The rail handling tool 11 may be used to secure rail assemblies 43 for transport with a crane 10 or other movement device. The rail handling tool 11 may provide a system for attachment of rail assemblies to a transport device. The rail grabs 23 are spaced within the rail handling tool 11 so as to align with rails 47 of the rail assemblies 43 for placement on support poles 45. The rail handling tool also provides for a quick and reliable way to secure, transport, and release the rail assemblies 43 when installing the rails of a DETS system. The actuator assembly 25 provides a locking mechanism for simultaneously locking and unlocking the rail grabs 23 in either an open or closed position.
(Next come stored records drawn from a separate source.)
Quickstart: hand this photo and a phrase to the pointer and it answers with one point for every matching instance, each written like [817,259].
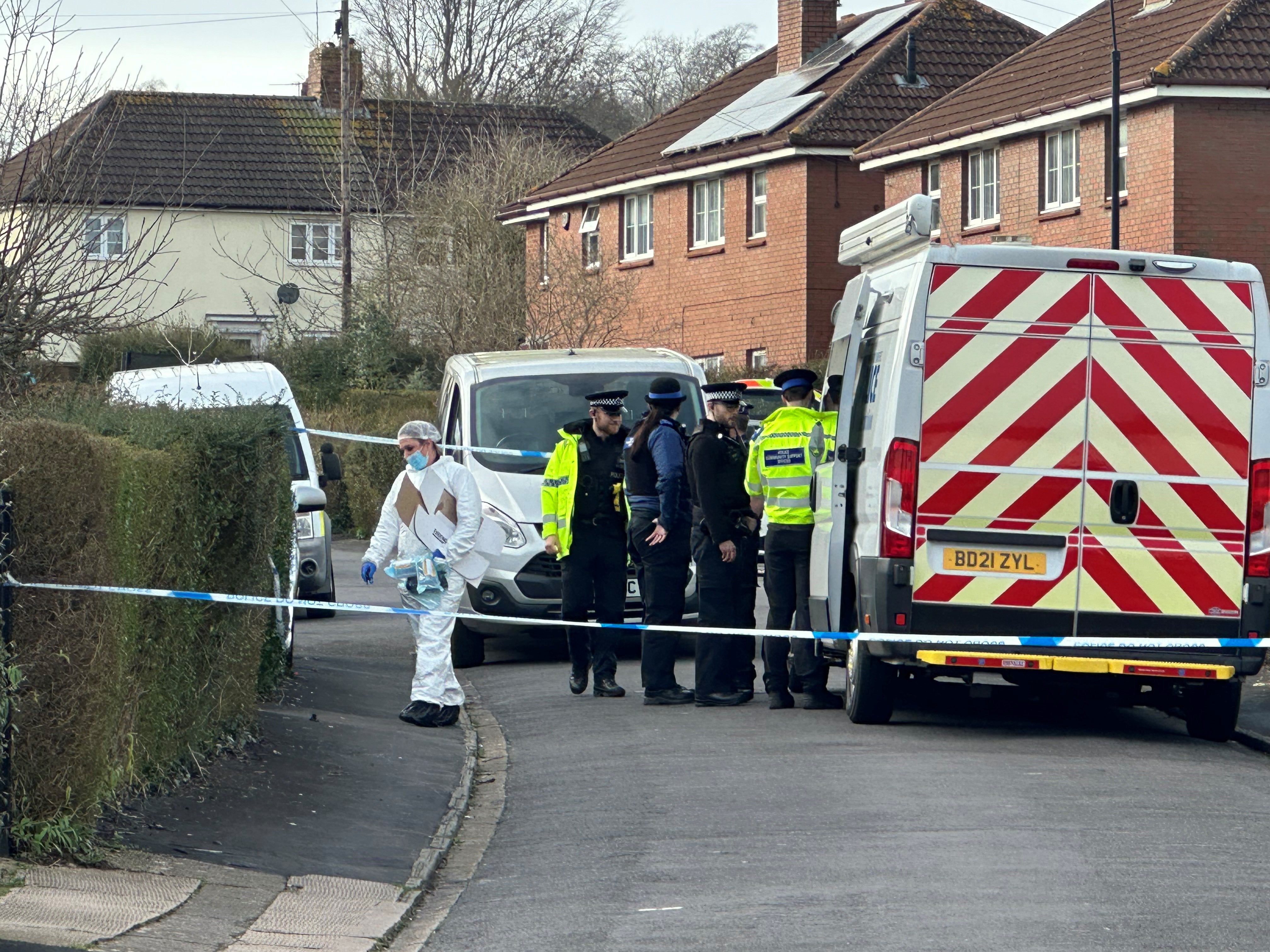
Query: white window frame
[1062,169]
[935,190]
[590,235]
[98,236]
[332,249]
[637,226]
[983,193]
[759,204]
[708,212]
[710,362]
FIG. 5 provides a flowchart depicting an exemplary method for transporting a rail assembly using a rail handling tool 11, according to aspects of the disclosure. In step 110, the rail handling tool 11 is positioned above a rail assembly, with the rail grabs 23 locked in the open position (FIG. 3A) and aligned with the rails 47 of the rail assembly 43. In step 115, the rail handling tool 11 is lowered until the rails 47 of the rail handling assembly 43 are within the rail grabs 23. In step 120, the actuator assembly is actuated to the unlocked position via actuation of one of the release levers 55 and movement of the crossbar 35 to the left. In step 125, the rail grabs 23 are actuated from the open position to the closed position via extension of the rail grabs 23, so as to clamp the rail handling tool 11 to the rails 47 of the rail handling assembly 43. In step 130, the actuator assembly 25 is actuated back to the closed position via movement of the hooks 33 over center of the pin elements 37, such that the rail grabs are maintained in the closed position even if the rail grabs 23 are urged upward (FIG. 3C). In step 135, the rail handling tool 11 is lifted while it is clamped to the rails 47 of the rail assembly 43 (FIG. 1). In step 140, the rail handling tool 11 is positioned above a desired location, such as above the rail support brackets 44 on top of support poles 45, while the rail handling tool is clamped to the rails 47 of the rail assembly 43. In step 145, the rail handling tool 11 is lowered until the rails 47 of the rail assembly 43 clamped to the rail handling tool 11 are in the desired position, for example, within the rail support brackets 44 on top of support poles 45. In step 150, the actuator assembly is actuated to the unlocked position to allow the rail grabs 23 to further move to their open position. In step 155, the rail grabs 23 release the rails 47 of the rail assembly 43 from the rail grabs 23. In step 160, the actuator assembly is actuated to the locked position, such that the rail grabs are maintained in the open position.

It will be apparent to those skilled in the art that various modifications and variations can be made to the disclosed system without departing from the scope of the disclosure. Other embodiments of the system will be apparent to those skilled in the art from consideration of the specification and practice of the system disclosed herein. It is intended that the specification and examples be considered as exemplary only, with a true scope of the disclosure being indicated by the following claims and their equivalents.